Pancreatic cancer is currently the twelfth most common malignancy in men and the eleventh most common malignancy in women, and is reported as the seventh most frequent cause of cancer mortality.⁹⁵ The International Agency for Research on Cancer’s (IARC) GLOBOCAN estimated 458,918 new cases and 432,242 deaths from pancreatic cancer globally in 2018. The highest incidence rates of pancreatic cancer occur in Western Europe, North America, and Central and Eastern Europe. In contrast, the lowest incidence rates are reported in Africa and South-Central Asia.^96,97 Generally, pancreatic cancer is not diagnosed in its early stages due to its non-specific symptoms, which can be considered some other diseases. Usually, patients present with advanced stages, most of which contain unresectable tumors at the moment of diagnosis. Patients' symptoms include epigastric or back pain, nausea, bloating, abdominal fullness or change in stool consistency, gastric outlet or bowel obstruction, weight loss, anorexia, depression, new-onset diabetes, venous thrombosis, jaundice, pruritus, and dark urine.^98,99 Some diagnostic investigations which patients must follow to ensure the detection are suggested, such as histological examination, tumor biomarkers, endoscopic ultrasonography, Magnetic Resonance Imaging (MRI), Computed Tomography (CT), Positron Emission Tomography (PET), and endoscopic retrograde cholangiopancreatography.¹⁰⁰ Various treatment options are available depending on the stage of diagnosis and location of the tumor, reported as surgery, chemotherapy, radiotherapy, Targeted Therapy, Immunotherapy, Stem cell therapy, and Microbial Therapy.^100,101 Risk factors of this cancer have been divided into two categories: modifiable and non-modifiable risk factors. Modifiable risk factors include smoking, obesity, alcohol, diet, occupational exposure and chronic infections. Non-modifiable risk factors include age, gender, family history of pancreatic cancers, genetic factors, diabetes mellitus, ethnicity, and blood group.⁹⁸ Some nutrients capable of preventing cancer have been suggested, such as omega-three fatty acids, polyphenols, folic acid, selenium, and zinc.¹⁰²

Occupational exposures have been found to have a link with pancreatic cancer. Exposure to some chemicals and metals are considered to be potential carcinogens. Cd is a heavy metal with broad toxicity, accumulating in some body organs and tissues, including the pancreas. Its exposure increases pancreatic cancer development and especially increases the risk of exocrine pancreatic cancer.^98,103–105

The etiology of pancreatic cancer and associated pancreatic damage is closely linked to oxidative stress, which is characterized by the generation of ROS or free radicals. The prevalence of research pertaining to Cd-induced oxidative stress in the pancreas has been rather limited. There exists a multitude of reports evidencing the accumulation of Cd within the pancreas. Inflammation consequent to oxidative stress, which may serve as a precursor to possible oncogenesis, is an underlying etiologic factor of pancreatitis.

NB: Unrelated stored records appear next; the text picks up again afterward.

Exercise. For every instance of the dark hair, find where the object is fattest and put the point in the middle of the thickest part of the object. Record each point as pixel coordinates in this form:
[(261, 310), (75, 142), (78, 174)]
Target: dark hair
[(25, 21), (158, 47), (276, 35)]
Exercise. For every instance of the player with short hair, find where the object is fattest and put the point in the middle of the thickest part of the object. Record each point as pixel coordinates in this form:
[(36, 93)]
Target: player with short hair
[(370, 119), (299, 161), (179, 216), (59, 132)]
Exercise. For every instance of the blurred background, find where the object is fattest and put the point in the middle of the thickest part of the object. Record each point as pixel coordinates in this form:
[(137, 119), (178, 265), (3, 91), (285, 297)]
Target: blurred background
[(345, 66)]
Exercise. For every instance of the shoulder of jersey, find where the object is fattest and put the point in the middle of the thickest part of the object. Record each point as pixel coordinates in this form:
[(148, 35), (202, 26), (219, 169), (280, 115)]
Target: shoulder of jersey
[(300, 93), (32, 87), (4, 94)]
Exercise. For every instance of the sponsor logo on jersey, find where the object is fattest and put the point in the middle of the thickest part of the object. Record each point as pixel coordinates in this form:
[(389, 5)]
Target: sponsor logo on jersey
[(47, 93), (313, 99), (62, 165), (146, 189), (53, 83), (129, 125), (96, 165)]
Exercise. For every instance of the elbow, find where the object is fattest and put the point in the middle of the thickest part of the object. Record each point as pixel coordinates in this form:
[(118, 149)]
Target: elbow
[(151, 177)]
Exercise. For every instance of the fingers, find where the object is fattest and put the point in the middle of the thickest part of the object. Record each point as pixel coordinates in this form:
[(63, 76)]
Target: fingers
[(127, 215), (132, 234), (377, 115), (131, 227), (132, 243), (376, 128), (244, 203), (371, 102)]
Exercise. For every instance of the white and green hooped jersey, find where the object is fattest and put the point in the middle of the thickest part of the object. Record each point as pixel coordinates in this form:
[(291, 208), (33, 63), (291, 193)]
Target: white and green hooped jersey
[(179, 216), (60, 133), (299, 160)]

Epigenetics correlates to genetic alteration due to environmental or occupational effects, which can change the expression of inborn matter. Exposure to Cd over embryogenesis may cause changes and mutations in DNA methylation. It seems that Cd can effect via different molecular mechanisms such as DNMT activity suspension, DNA repair mechanism interference, or miRNA upregulation.²⁸ Mortoglou et al.¹⁰⁶ studied the role of Cd in miRNA expression. There is a linkage between specific miRs containing miR-221, miR-155, and miR-126 and the development of pancreatic ductal adenocarcinoma (PDAC). They found different results in each of the miRs. A considerable upregulation of mRNA expression was shown in miR-221 and miR-155, among the most oncogenic miRs in PDAC. Also, downregulation of miR-126 appeared. It can inhibit the ADAM metallopeptidase domain 9 (ADAM9) target gene, commonly expressed in PDAC.

Hepatocellular carcinoma

Hepatocellular carcinoma is a prevalent type of liver cancer.¹⁰⁷ Liver cancer is the sixth most common cancer globally, and it is more common in Southeast Asia and sub-Saharan Africa.³⁸ Based on the latest projections from the American Cancer Society regarding primary liver cancer and intrahepatic bile duct cancer in the United States in 2023, it is estimated that there will be approximately 41,210 newly diagnosed cases (27,980 in men and 13,230 in women). Additionally, the expected mortality rate for these cancers is approximately 29,380 individuals (19,000 men and 10,380 women).¹⁰⁸ Liver cancer often presents with weight loss, liver enlargement, jaundice, itching, and abdominal pain. However, these symptoms usually do not appear until the late stages.¹⁰⁹ Imaging tests (such as ultrasound and magnetic resonance imaging) and laboratory tests (such as alpha-fetoprotein blood tests, viral hepatitis tests, and liver function tests) will be performed on these patients.¹¹⁰ Treatment options vary based on age, health condition, and cancer stage. Some therapeutic options include surgery, liver transplantation, targeted therapy, immunotherapy, chemotherapy, and radiation therapy.^110,111 Male gender, race, chronic viral hepatitis, cirrhosis, heavy alcohol use, tobacco use, obesity, type 2 diabetes, aflatoxin, and exposure to Cd are known risk factors for hepatocellular carcinoma.^26,110

In 2012, Satarug¹¹² reviewed the potential effects of long-term Cd exposure on the liver. He demonstrated that exposure to Cd, especially from the diet, is one of the least known risk factors for hepatocellular carcinoma. Zhang et al.¹¹³ 2018 investigated genes associated with Cd-induced liver carcinoma. They discovered three Cd-related genes (ITGA2, SLC7A11, and LRAT) that may play a role in liver carcinoma and may be necessary for exploring the mechanism of Cd-induced liver carcinoma. Men et al.¹¹⁴ studied early-life Cd exposure in mice in 2021. They showed that early life Cd exposure leads to liver tumors which are larger in size, earlier in onset, and more significant. Also, Barsouk et al.²⁶ published a study on the chemical risk factors for primary liver cancer in 2021. They stated that Cd concentrates in organs such as the liver and adversely affects those organs. They also said that occupational chemicals like Cd might increase the risk of liver cancer.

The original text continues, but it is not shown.